After a while two men came in with a stretcher. Lew Petrolio was still polishing his glass and talking to the short dark detective.
Eventually we all went down to Police Headquarters.
Petrolio was all right when they checked on him. His father had given him $1000 to go into business, and he had used it to open the bar. That was it. It was all over after an hour.
TWO
I got back to my street around 9 pm. I loked up and down the block before I went into the Berglund. The cocktail bar, farther down on the other side of the street, was dark, with a nose or two against the glass, but no crowds. People had seen the police and the ambulance, but they didn’t know what had happened. The wind was still blowing, oven–hot, swirling dust and pieces of paper everywhere.

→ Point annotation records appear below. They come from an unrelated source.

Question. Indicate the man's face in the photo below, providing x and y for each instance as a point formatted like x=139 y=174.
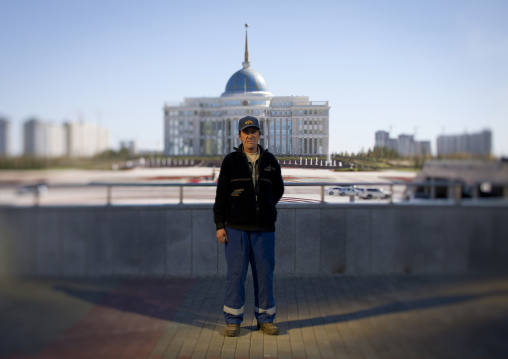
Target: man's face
x=250 y=138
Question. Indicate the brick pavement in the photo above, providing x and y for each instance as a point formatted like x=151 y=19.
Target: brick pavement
x=318 y=316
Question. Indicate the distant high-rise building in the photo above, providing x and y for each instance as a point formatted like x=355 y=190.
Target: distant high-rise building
x=405 y=145
x=86 y=139
x=4 y=137
x=130 y=145
x=45 y=139
x=290 y=125
x=479 y=143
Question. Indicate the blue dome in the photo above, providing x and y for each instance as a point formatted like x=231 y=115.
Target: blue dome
x=245 y=80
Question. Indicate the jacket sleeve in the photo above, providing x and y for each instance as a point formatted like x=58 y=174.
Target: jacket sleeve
x=277 y=182
x=222 y=195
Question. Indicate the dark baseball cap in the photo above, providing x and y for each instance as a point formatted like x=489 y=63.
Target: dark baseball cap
x=248 y=121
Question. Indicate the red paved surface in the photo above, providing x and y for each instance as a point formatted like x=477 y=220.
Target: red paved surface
x=128 y=323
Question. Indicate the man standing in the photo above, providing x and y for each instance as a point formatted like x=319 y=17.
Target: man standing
x=249 y=186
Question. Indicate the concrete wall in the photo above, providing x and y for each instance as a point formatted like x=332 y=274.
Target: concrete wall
x=179 y=240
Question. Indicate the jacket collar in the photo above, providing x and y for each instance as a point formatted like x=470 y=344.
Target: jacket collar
x=240 y=149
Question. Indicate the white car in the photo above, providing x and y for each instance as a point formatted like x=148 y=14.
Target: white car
x=342 y=191
x=369 y=193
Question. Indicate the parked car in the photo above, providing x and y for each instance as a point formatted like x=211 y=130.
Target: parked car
x=369 y=193
x=342 y=191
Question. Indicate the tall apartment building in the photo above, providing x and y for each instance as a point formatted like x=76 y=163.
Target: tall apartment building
x=4 y=137
x=85 y=139
x=290 y=125
x=405 y=145
x=129 y=145
x=46 y=139
x=43 y=139
x=479 y=143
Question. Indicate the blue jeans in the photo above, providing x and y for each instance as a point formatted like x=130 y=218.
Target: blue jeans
x=258 y=249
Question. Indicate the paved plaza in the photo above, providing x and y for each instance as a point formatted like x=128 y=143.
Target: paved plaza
x=318 y=316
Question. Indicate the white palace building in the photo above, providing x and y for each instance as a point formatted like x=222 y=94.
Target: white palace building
x=208 y=126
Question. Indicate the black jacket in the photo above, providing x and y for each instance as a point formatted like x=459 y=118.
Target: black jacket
x=238 y=204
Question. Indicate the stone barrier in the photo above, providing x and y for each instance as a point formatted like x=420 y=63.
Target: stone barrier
x=179 y=240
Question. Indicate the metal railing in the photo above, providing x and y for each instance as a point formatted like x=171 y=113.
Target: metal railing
x=454 y=190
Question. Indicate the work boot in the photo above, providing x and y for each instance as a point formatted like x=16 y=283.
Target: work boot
x=232 y=330
x=269 y=328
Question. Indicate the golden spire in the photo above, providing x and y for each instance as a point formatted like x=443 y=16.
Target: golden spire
x=246 y=63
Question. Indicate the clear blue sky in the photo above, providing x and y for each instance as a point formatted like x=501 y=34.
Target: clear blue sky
x=415 y=67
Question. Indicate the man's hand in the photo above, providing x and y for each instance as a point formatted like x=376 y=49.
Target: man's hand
x=222 y=235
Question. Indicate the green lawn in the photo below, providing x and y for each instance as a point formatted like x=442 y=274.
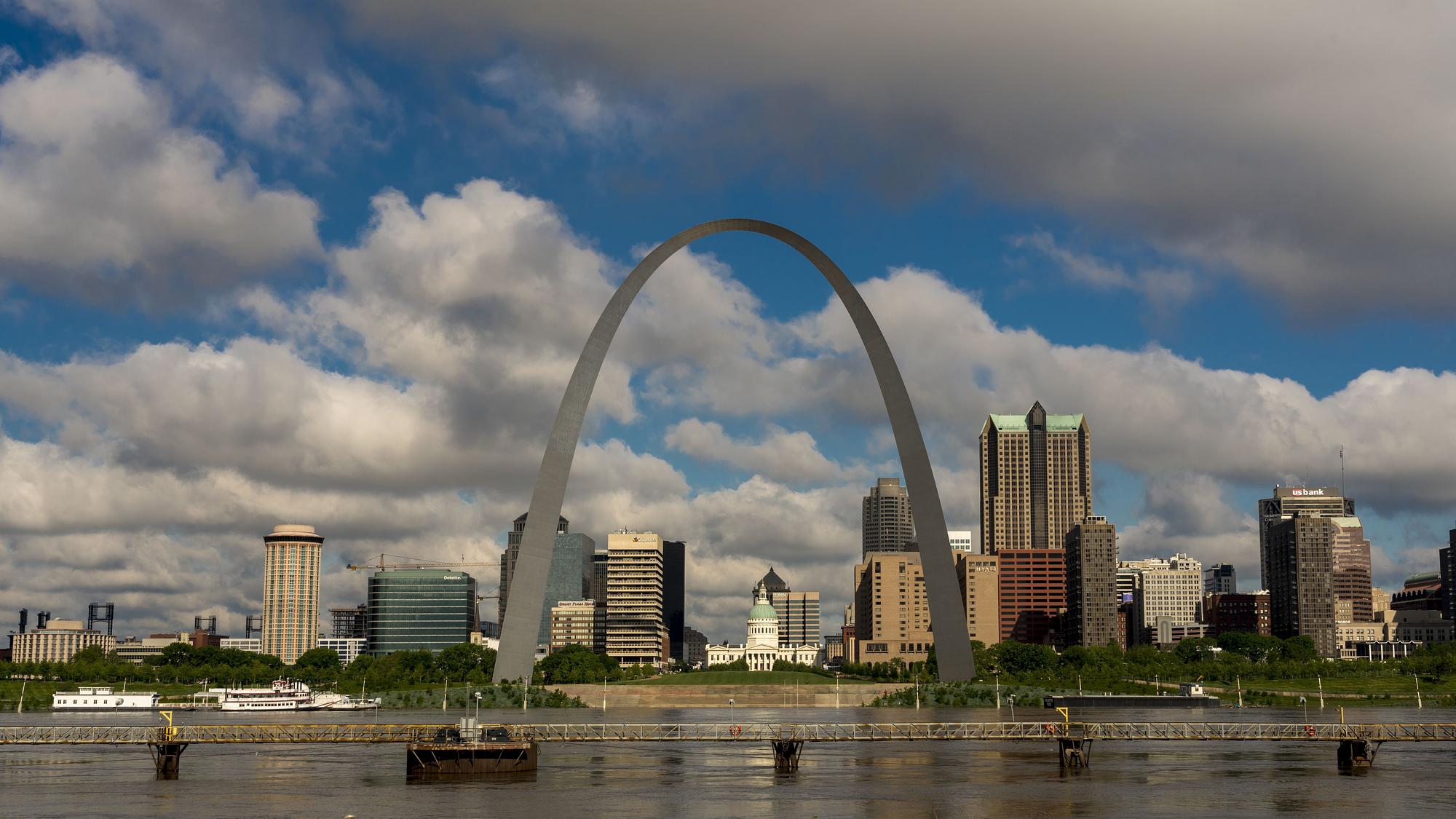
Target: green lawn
x=743 y=678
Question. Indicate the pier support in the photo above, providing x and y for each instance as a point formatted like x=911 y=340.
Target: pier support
x=1075 y=752
x=168 y=755
x=787 y=753
x=464 y=759
x=1356 y=753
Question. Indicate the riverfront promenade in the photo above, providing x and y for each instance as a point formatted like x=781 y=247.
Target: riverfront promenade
x=742 y=695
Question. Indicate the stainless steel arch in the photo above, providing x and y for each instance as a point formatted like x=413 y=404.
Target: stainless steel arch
x=529 y=579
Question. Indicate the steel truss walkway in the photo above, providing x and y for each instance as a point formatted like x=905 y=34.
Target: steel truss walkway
x=729 y=732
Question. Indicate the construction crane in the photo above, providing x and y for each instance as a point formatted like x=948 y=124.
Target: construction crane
x=417 y=563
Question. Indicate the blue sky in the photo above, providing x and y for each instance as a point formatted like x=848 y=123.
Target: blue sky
x=336 y=261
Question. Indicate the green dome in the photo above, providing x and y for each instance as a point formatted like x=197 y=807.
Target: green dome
x=762 y=611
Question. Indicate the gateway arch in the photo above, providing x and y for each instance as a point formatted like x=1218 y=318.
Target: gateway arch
x=529 y=580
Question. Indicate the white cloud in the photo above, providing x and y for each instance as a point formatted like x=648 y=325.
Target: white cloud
x=269 y=68
x=461 y=320
x=104 y=200
x=1299 y=145
x=783 y=455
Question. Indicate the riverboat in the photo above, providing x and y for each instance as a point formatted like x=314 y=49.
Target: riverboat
x=288 y=695
x=104 y=698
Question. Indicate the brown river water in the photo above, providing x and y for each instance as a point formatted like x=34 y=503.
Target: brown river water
x=890 y=778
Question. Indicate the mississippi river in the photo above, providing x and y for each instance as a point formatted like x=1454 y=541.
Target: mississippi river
x=893 y=778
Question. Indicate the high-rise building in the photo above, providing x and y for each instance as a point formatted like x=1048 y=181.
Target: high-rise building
x=981 y=590
x=569 y=577
x=892 y=609
x=799 y=611
x=886 y=518
x=1033 y=592
x=675 y=596
x=1230 y=612
x=1310 y=502
x=1036 y=480
x=579 y=622
x=1302 y=585
x=292 y=555
x=513 y=550
x=1221 y=579
x=1353 y=569
x=1448 y=561
x=419 y=608
x=637 y=630
x=1166 y=589
x=1091 y=583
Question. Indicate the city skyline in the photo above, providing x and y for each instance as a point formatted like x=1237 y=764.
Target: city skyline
x=341 y=276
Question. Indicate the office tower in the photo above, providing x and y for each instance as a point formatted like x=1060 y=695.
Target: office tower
x=1352 y=569
x=892 y=609
x=1310 y=502
x=1033 y=590
x=569 y=577
x=675 y=596
x=1221 y=579
x=1420 y=593
x=292 y=555
x=513 y=550
x=1036 y=480
x=965 y=541
x=637 y=631
x=1168 y=590
x=1230 y=612
x=886 y=523
x=350 y=624
x=599 y=579
x=1302 y=585
x=799 y=611
x=419 y=608
x=981 y=590
x=579 y=622
x=1091 y=583
x=1448 y=563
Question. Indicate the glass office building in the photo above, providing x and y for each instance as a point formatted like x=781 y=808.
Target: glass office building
x=420 y=608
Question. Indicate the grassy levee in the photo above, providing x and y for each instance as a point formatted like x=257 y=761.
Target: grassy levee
x=743 y=678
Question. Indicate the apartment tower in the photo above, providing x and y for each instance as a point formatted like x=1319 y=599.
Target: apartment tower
x=637 y=630
x=292 y=555
x=1091 y=583
x=1036 y=480
x=886 y=522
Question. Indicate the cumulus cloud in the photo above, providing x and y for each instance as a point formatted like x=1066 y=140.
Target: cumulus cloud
x=270 y=69
x=783 y=455
x=103 y=199
x=456 y=323
x=1297 y=146
x=1166 y=289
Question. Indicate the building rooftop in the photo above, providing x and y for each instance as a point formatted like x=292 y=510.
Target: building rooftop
x=1018 y=423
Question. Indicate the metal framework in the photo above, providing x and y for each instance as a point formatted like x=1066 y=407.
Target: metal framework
x=729 y=732
x=529 y=579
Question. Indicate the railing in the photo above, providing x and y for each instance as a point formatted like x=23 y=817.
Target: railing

I went into the lobby of my apartment building and rode the elevator up to my floor. The automatic door slid open and I stepped out to see a tall young woman standing there waiting. She was incredibly beautiful ― one look, and was ready to do anything for her. She had curly brown hair under a straw hat, and wide blue eyes and long eyelashes. She wore a blue dress that have been silk, simple but quietly elegant and beautifully shaped. Over it she wore what might have been a bolero jacket. This was Waldo’s friend ― no doubt about it.